When companies are starting out, they are often forced to make a difficult decision about where to spend their budget dollars. They know that keeping the books and monitoring finances are very important to their survival but can't spare more than one position, if that. They sometimes handle the challenge in one of the following ways. 

Option One – Hire an accounting clerk or bookkeeper to handle their day to day needs. This person may have a degree in accounting or not. Regardless, they may be perfectly fine for depositing checks, paying bills, doing payroll and even keeping the books and records in order. However, they may not have the experience necessary to provide management with the type of feedback that can really help them grow their business as well as possible. Lease or Buy equipment, anticipate cash flow needs, provide tax saving strategies, when to lease a new or larger facility. These analyses and decisions are best provided by someone with prior experience and training; a Controller or CFO level.  

Option Two – Make the first hire a more senior level person. Although this will likely cost quite a bit more initially, it does provide a level of experience and training that will allow the company to handle those higher-order decisions contemplated in the paragraph above. The problem is that the vast majority of the time, this person will also be handling the day to day accounting activities, including AP, AR and payroll. In this case, the company is "overpaying" for the bulk of its financial needs. 

In both of these scenarios, a larger more risky issue looms. When a company only has one person responsible for all of its accounting activities, it creates an environment at risk of both unintentional errors and intentional fraud. Having two sets of eyes and the appropriate segregation of duties, reduces the likelihood of costly mistakes and, even worse, fraudulent activities. 
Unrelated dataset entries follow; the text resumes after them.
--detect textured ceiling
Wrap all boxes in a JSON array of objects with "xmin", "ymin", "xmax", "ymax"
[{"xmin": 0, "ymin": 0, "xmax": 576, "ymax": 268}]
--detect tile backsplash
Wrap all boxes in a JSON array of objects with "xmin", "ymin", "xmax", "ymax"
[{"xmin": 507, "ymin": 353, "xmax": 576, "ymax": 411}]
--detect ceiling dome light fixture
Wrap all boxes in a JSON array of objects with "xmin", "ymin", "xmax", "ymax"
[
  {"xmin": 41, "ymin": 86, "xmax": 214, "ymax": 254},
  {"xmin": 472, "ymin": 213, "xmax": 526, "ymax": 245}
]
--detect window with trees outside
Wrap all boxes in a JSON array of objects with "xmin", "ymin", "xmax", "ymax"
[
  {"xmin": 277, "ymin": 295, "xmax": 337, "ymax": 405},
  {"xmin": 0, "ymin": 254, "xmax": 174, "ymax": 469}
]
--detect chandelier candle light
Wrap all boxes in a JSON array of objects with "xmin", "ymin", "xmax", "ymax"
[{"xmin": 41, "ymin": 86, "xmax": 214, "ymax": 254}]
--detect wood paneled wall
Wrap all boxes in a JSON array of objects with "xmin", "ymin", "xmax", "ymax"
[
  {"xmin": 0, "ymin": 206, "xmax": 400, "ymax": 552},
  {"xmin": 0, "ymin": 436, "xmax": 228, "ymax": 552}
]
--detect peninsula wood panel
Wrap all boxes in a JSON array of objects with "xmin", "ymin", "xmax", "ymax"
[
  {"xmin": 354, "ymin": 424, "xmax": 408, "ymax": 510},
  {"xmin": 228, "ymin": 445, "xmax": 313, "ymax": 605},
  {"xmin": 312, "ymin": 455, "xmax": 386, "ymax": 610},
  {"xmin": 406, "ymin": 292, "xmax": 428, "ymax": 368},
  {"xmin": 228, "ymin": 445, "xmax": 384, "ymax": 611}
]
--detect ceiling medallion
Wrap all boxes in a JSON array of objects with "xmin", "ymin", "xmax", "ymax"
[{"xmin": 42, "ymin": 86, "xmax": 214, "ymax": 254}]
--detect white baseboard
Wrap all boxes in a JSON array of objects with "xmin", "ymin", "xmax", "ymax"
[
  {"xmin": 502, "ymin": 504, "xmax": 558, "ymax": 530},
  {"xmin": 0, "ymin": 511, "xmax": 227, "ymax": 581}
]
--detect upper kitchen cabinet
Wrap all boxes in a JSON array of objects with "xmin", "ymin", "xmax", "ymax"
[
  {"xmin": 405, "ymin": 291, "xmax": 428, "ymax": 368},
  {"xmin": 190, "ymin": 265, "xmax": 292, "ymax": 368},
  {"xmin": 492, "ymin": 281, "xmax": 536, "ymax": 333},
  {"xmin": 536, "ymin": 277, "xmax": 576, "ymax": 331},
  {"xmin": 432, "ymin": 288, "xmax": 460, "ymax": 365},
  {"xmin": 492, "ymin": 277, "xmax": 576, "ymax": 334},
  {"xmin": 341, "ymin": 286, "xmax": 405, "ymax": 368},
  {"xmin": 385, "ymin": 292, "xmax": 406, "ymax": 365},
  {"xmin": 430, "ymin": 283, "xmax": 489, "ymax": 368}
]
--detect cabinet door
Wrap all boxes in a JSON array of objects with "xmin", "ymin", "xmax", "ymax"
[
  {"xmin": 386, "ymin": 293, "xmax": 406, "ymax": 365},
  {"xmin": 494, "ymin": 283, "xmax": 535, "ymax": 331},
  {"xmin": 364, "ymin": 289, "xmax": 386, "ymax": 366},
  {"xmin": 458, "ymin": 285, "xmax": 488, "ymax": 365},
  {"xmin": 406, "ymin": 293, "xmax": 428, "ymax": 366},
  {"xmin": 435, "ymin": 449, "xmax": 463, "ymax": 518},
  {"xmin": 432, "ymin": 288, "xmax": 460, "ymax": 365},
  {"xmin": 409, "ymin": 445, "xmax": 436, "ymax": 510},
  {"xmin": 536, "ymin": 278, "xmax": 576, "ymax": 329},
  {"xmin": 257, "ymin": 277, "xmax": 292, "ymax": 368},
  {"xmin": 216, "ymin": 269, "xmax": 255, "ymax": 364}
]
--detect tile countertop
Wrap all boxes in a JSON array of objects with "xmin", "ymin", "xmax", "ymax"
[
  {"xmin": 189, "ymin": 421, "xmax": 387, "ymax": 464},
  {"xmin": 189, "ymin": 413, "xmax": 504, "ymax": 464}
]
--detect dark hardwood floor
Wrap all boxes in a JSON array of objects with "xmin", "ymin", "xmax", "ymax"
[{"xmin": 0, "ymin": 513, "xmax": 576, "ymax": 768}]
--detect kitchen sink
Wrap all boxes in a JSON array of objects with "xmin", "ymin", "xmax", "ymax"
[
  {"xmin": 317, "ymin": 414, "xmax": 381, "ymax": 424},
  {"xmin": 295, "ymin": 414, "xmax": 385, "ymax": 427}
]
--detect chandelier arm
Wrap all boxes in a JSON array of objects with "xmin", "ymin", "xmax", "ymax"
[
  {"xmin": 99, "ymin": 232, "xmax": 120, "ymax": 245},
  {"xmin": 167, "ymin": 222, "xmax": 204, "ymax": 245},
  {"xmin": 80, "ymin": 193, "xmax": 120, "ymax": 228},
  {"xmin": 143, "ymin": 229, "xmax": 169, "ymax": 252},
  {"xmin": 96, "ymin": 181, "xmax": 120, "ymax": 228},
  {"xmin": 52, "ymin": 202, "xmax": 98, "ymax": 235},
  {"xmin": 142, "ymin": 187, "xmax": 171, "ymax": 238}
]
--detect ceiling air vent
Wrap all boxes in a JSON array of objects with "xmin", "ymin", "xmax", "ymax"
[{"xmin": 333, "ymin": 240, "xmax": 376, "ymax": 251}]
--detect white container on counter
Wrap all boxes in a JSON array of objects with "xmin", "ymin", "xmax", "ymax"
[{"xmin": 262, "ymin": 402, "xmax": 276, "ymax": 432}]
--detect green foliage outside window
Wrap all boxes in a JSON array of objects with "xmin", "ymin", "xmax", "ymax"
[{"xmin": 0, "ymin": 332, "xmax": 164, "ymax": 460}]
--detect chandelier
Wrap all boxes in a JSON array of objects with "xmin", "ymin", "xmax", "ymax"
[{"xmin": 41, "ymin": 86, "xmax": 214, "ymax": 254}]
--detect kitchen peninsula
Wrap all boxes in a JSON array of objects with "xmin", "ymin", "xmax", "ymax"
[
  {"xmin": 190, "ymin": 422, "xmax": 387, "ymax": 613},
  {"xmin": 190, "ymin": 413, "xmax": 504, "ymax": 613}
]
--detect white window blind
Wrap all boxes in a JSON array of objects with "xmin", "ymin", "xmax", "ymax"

By outsourcing some, or all, of your accounting needs, you are able to more efficiently allocate your budget dollars by only purchasing the services you need, from people qualified to provide them. If you need an accounting clerk 10 hours a week, a Controller 5 hours a week, and a CFO two days a month, that is just what you will receive, often at a lower cost than keeping a single accountant on staff full-time. Additionally, you have built in quality controls and appropriate oversight to mitigate errors, intentional or otherwise, AND are insulated from the risk of turnover and vacation time. Many small companies don't let their payroll clerk go on vacation for two weeks at a time....ever.